L’inexorable invasion de la chenille de la processionnaire du pin
La chenille processionnaire du pin est un réel sujet d’inquiétude sanitaire : ses soies urticantes en forme de harpon peuvent entraîner des problèmes respiratoires, oculaires ou cutanés chez les humains. Elles peuvent aussi affecter, voire tuer, les animaux domestiques et le bétail. Enfin, sa présence peut faire chuter de moitié la productivité des forêts de résineux. Autrefois cantonné à la moitié sud de la France, le réchauffement climatique a permis à cet insecte d’étendre ses domaines en raison d’une meilleure survie hivernale. Telle une armée d’envahisseurs, elle progresse vers le Nord de 5 kilomètres par an. Le front naturel se trouve actuellement à la hauteur de Paris, mais le transport accidentel par l’homme a permis à des colonies de s’établir dans le Nord et l’Est de la France.
Pour lutter contre la processionnaire, les chercheurs adaptent et améliorent des méthodes classiques comme l’épandage de Bacillus thuringiensis, le bacille tueur de chenilles. Mais ils testent aussi plusieurs alternatives originales : • Tirs de paintball contre la chenille A quoi jouent ces chercheurs qui tirent au fusil à paintball sur les troncs des pins ? Ils testent une technique innovante de confusion sexuelle. Leurs balles, développées par une société privée, ne contiennent pas de l’encre mais des phéromones femelles du papillon de la processionnaire du pin. En saturant une forêt de ces odeurs attractives, ils espèrent dérouter les mâles et limiter ainsi la fécondation. Cette invention, souple et pratique, a reçu le prix de l’innovation du ministère de l’écologie et pourrait être commercialisée dès 2017.
• Faire ripaille de la processionnaire Et si l’un des moyens de réguler les populations de cet insecte était, tout simplement, la prédation ? Deux expériences menées par les chercheurs de l’Inra voudraient mettre à profit les services écologiques apportés par nos amis ailés. La première consiste à poser des nichoirs à mésanges en ville ou en forêt. Ces oiseaux peuvent dévorer en une seule journée jusqu’à 40 chenilles en moyenne, et jusqu’à 900 en période de nidification. De leur côté, les chauves-souris sont de redoutables prédateurs pour le papillon de la processionnaire. C’est ce qu’a montré une autre équipe de l’Inra dans la forêt des Landes.

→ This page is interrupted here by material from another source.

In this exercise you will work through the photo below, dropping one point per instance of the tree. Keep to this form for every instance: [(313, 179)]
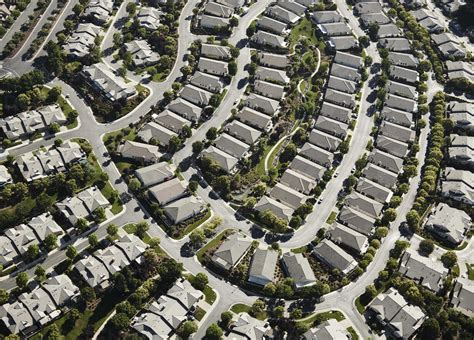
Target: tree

La présence des chauves-souris se traduit par une diminution des infestations au cours de l’année suivante. Une conclusion commune de ces deux travaux : la biodiversité est une valeur sûre à utiliser contre les espèces invasives.
Comment la cochenille a découvert la Corse
Depuis 1994, la cochenille du pin maritime fait des ravages en Corse. Cinquante mille hectares de forêt y sont menacés. Les larves de cet insecte se nourrissent de la sève des pins, et peuvent finir par tuer leur arbre hôte. Une équipe de l’Inra s’est demandé comment la cochenille avait réussi à atteindre et coloniser l’Ile de Beauté. Grâce aux outils de la génétique des populations, les chercheurs ont identifié les trois étapes de l’invasion. Peu après la Seconde Guerre mondiale, le ravageur est arrivé dans le sud-est de la France, probablement dans des grumes en provenance des Landes. Puis, l’insecte s’est naturellement étendu vers l’Italie. Enfin, c’est probablement le mistral qui a permis à la cochenille de faire le grand saut vers la Corse.